ERBA: Il racconto di Angelo Garofoli “il Signore dei Presepi”

Siamo sinceramente contenti di aver incontrato oggi Angelo Garofoli, 74 anni, “Eufemino d’oro” artista e persona come si suol dire “veramente di spessore”.
Gli abbiamo chiesto di raccontarci brevemente da dove arriva la sua grande passione per i presepi e non solo.

Come tutti i bambini amavo il presepe, a casa nostra l’appassionato era mio zio che ogni anno lo allestiva adoperando materiali poveri, quelli che erano presenti nelle case contadine di quei tempi.
Quindi si usava la legna che si aveva a disposizione in quel momento, solitamente il ginepro, la mollica di pane e la farina bianca che si usava come collante.
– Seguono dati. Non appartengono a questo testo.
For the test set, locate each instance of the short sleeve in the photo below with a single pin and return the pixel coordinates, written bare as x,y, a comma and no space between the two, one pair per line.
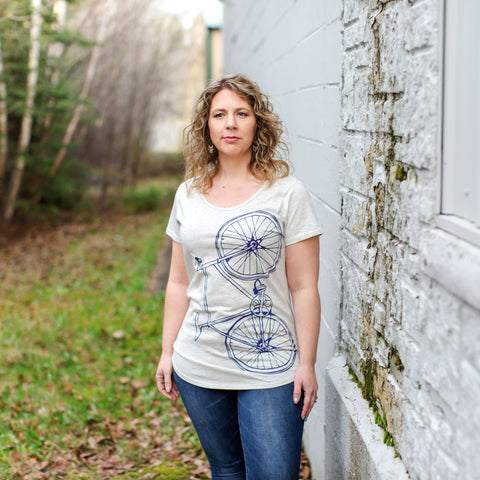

Negli anni ho poi costruito tantissimi presepi, ma il mio cruccio era quello che finite le feste avrei dovuto smantellarli.
Nel 2006 finalmente ho avuto la possibilità di allestire un presepe con l’obbiettivo di renderlo permanente, mettendo così le fondamenta di quello che nel tempo si è evoluto fino ad arrivare quello che vedete oggi.


L’intento è quello di proporre e valorizzare il “Presepe Lombardo“, come lo sono ad esempio il ligure , l’umbro e il famoso napoletano.

Da questo concetto è partita l scelta degli argomenti e degli ambienti da riproporre in scala: 1/10, la tradizione agricola con il cortile contadino, la filanda, e la lavorazione del metallo,
Una delle sfide è quella di riprodurre i macchinari funzionanti e fedeli in miniatura.

L’ambiente della Natività, si trova invece dietro una porta per riprendere il concetto della famosa frase di Giovanni Paolo II “Spalancate le porte a Cristo“.

Una delle cose che mi da maggiore soddisfazione e voglia di proseguire è quella di vedere lo stupore la commozione negli occhi di alcuni dei 20.000 visitatori che ogni anno visitano Villa Ceriani a Crevenna.